SLO-Aware Objective Scoring

The autotuner now supports sophisticated Service Level Objective (SLO) aware scoring with exponential penalties for violations and tiered enforcement (soft penalties vs hard failures).

Overview

The SLO-aware scoring algorithm enhances experiment evaluation by:

  1. Exponential Penalty Curves: Creates steep score increases near SLO boundaries

  2. Tiered Enforcement: Distinguishes between minor violations (penalty) and severe violations (hard fail)

  3. Multi-Metric Support: Monitors P50/P90/P99 latency, TTFT (Time to First Token), and TPOT (Time Per Output Token)

  4. Configurable Per-Task: Each task defines its own SLO thresholds and weights

Mathematical Formula

Base Scoring Formula

final_score = base_objective_score × (1 + total_penalty)

Where total_penalty is the sum of all per-metric penalties.

Per-Metric Penalty Calculation

For each SLO metric that exceeds its threshold:

violation_ratio = (actual_value - threshold) / threshold  # Normalized percentage
penalty = weight × exp(violation_ratio / steepness)

Key Parameters:

  • weight: Penalty multiplier (higher weights = more important metrics)

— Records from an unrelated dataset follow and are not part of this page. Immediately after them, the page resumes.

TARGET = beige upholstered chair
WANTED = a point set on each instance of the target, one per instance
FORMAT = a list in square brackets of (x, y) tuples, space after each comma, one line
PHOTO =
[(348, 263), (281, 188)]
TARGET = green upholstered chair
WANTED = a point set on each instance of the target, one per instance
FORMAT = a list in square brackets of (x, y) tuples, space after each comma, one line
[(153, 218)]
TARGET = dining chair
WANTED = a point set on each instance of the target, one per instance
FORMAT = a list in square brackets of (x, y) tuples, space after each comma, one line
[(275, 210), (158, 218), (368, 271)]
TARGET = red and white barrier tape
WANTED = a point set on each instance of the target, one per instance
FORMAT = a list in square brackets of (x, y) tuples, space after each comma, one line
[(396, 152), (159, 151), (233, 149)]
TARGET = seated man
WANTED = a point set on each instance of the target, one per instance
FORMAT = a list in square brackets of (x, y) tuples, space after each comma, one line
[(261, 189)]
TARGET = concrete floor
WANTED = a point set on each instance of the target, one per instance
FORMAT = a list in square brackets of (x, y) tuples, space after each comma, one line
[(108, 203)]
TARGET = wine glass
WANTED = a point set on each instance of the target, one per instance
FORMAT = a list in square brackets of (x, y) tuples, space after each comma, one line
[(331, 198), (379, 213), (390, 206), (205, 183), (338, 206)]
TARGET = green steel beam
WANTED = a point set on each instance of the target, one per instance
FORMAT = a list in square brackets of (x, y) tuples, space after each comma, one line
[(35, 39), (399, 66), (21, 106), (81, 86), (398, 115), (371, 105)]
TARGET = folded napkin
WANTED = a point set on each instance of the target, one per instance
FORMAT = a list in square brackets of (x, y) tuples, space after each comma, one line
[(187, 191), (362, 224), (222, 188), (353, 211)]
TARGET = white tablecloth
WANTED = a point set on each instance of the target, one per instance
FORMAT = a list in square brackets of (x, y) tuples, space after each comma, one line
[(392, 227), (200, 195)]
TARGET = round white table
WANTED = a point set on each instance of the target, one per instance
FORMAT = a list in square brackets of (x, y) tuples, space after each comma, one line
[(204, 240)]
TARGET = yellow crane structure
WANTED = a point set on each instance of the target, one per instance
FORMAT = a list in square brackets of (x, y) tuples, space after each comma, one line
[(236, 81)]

  • steepness: Controls curve slope (lower = steeper penalties, default: 0.1)

Tiered Enforcement

  • Minor Violations (< fail_ratio): Exponential penalty applied to score

  • Severe Violations (≥ fail_ratio): Experiment marked as FAILED with score = ∞

Task Configuration

Add an optional slo section to your task JSON. All fields within the SLO configuration are optional - you can specify only the metrics you care about.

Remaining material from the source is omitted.